### greenflow Tutorial
First import all the necessary modules.

In [1]:
import sys; sys.path.insert(0, '..')
import os
import warnings
import ipywidgets as widgets
from greenflow.dataframe_flow import TaskGraph

warnings.simplefilter("ignore")

In [2]:
! ((test ! -f './data/stock_price_hist.csv.gz' ||  test ! -f './data/security_master.csv.gz') && \
  cd .. && bash download_data.sh) || echo "Dataset is already present. No need to re-download it."

Dataset is already present. No need to re-download it.


In this tutorial, we are going to use greenflow to do a simple quant job. The task is fully described in a yaml file

In [3]:
!head -n 31 ../taskgraphs/simple_trade.gq.yaml

- conf:
    file: notebooks/data/stock_price_hist.csv.gz
  id: stock_data
  inputs: {}
  module: greenflow_gquant_plugin.dataloader
  type: CsvStockLoader
- conf:
    file: notebooks/data/security_master.csv.gz
  id: stock_name
  inputs: {}
  module: greenflow_gquant_plugin.dataloader
  type: StockNameLoader
- conf:
    asset: 4330
  id: stock_selector
  inputs:
    name_map: stock_name.map_data
    stock_in: stock_data.cudf_out
  module: greenflow_gquant_plugin.transform
  type: AssetFilterNode
- conf: {}
  id: ''
  inputs:
    in1: stock_selector.stock_name
    in2: lineplot.lineplot
    in3: barplot.barplot
    in4: sharpe_ratio.sharpe_out
    in5: cumulative_return.cum_return
    in6: stock_data.cudf_out
  module: rapids_modules
  type: Output_Collector


The yaml file is describing the computation task by a graph, we can visualize it

In [4]:
task_graph = TaskGraph.load_taskgraph('../taskgraphs/simple_trade.gq.yaml')
task_graph.draw()

GreenflowWidget(sub=HBox(), value=[OrderedDict([('id', 'stock_data'), ('type', 'CsvStockLoader'), ('conf', {'f…

In [5]:
task_graph.run(formated=True)

Tab(children=(Output(), Output(), Output(), Output(), Output(), Output(), Output(layout=Layout(border='1px sol…

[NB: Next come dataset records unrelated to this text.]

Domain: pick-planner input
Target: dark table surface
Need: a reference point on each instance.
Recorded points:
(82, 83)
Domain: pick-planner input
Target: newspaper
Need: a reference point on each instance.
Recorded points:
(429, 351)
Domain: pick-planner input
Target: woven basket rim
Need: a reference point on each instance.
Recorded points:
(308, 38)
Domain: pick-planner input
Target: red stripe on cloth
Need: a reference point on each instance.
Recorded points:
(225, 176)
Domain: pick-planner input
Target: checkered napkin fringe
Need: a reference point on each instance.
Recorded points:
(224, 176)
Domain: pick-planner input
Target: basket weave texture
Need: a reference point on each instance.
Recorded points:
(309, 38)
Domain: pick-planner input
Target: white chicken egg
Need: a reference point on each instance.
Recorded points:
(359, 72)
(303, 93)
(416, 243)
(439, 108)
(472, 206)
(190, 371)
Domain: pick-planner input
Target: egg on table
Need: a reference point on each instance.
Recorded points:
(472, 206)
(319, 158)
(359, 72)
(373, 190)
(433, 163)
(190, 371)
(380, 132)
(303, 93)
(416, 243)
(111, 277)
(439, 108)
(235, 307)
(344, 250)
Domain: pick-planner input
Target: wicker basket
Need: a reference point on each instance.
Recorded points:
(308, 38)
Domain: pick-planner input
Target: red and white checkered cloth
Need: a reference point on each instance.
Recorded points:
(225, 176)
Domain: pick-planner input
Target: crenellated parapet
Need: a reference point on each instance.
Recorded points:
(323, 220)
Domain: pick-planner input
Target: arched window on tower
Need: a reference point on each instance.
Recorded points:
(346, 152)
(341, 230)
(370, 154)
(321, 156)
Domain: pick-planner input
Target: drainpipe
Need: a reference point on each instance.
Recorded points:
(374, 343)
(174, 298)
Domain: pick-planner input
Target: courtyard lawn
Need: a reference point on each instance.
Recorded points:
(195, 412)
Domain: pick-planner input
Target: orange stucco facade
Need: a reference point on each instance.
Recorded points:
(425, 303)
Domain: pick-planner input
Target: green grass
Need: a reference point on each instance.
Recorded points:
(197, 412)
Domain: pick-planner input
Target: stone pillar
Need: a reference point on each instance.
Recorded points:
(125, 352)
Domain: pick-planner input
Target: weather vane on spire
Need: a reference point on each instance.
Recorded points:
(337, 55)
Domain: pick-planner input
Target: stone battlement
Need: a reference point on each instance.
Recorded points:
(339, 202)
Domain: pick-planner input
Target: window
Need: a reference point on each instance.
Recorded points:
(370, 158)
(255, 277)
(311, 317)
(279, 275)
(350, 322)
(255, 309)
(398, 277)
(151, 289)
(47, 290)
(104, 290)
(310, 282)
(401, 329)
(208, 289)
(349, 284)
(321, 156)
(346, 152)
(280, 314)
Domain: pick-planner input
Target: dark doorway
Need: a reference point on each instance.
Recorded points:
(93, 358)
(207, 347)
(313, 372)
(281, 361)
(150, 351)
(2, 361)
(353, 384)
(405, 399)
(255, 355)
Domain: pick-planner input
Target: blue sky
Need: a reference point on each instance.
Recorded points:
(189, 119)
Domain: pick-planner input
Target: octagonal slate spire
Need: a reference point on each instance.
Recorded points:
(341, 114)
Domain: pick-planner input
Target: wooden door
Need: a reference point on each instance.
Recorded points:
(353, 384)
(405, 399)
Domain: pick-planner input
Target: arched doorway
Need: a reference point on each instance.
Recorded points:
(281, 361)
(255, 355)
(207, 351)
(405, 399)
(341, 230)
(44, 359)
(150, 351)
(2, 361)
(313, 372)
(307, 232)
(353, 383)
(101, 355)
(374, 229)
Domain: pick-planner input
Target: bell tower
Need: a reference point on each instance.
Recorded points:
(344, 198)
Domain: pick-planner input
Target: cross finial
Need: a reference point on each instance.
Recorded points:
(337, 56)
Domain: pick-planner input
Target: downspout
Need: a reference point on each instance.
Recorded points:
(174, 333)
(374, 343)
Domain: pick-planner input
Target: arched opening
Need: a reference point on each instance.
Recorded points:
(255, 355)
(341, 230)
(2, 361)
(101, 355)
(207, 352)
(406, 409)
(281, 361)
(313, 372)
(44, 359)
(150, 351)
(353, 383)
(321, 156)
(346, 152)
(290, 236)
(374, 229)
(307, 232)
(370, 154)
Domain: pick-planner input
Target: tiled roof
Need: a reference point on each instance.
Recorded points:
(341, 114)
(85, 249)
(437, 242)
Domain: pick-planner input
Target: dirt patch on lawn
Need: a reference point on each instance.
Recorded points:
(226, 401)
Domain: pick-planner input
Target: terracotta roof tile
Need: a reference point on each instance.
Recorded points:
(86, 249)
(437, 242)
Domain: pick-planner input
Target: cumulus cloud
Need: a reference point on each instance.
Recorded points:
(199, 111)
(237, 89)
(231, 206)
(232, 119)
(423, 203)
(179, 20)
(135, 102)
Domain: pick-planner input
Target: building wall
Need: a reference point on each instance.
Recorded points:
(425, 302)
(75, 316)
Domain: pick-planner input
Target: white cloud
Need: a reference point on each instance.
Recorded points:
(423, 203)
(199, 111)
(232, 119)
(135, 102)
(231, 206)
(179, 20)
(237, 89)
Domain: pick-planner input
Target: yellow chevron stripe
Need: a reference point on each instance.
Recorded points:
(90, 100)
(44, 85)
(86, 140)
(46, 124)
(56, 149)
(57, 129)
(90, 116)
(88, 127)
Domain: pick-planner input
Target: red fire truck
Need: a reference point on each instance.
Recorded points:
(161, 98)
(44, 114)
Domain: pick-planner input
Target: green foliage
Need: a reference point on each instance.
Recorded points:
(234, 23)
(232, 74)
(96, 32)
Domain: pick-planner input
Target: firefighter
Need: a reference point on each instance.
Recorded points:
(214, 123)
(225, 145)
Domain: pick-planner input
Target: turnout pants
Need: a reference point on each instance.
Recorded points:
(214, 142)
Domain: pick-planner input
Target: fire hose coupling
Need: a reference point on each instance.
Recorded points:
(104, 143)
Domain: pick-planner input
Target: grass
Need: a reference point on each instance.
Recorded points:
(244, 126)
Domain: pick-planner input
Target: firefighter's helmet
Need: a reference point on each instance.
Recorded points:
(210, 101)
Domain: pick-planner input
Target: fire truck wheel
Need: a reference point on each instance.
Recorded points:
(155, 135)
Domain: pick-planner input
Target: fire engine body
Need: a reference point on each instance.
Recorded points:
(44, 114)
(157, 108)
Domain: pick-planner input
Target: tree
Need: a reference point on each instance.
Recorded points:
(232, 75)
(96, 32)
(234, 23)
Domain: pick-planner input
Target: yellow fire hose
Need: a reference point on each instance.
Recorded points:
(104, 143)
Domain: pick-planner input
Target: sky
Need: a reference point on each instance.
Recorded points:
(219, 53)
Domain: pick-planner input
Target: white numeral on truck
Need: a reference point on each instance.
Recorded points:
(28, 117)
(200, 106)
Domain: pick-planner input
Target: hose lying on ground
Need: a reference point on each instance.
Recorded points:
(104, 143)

We define a method to organize the output images

In [6]:
def fig2img(fig):
    """Convert a Matplotlib figure to BufferIO"""
    import io
    buf = io.BytesIO()
    fig.savefig(buf)
    buf.seek(0)
    return buf

def plot_figures(result):
    # format the figures
    figure_width = '1200px'
    figure_height = '400px'
    bar_figure = result['barplot.barplot']
    sharpe_number = result['sharpe_ratio.sharpe_out']
    cum_return = result['cumulative_return.cum_return']
    cum_return.set_figwidth(10)
    cum_return.suptitle('P & L %.3f' % (sharpe_number), fontsize=16)
    i = fig2img(cum_return)
    img_cum = widgets.Image(
                            value=i.read(),
                            format='png',
                            width=600,
                            height=900,
    )
    signals = result['lineplot.lineplot']
    signals.set_figwidth(10)
    i = fig2img(signals)
    img_signals = widgets.Image(
                            value=i.read(),
                            format='png',
                            width=600,
                            height=900,
    ) 
    symbol = result['stock_selector.stock_name']
    output = widgets.VBox([bar_figure, img_cum, img_signals])
    return output

Rerun the graph and send the computation result to the `plot_figure` method

In [7]:
result = task_graph.run()
plot_figures(result)

VBox(children=(Image(value=b'\x89PNG\r\n\x1a\n\x00\x00\x00\rIHDR\x00\x00\x03 \x00\x00\x02?\x08\x06\x00\x00\x00…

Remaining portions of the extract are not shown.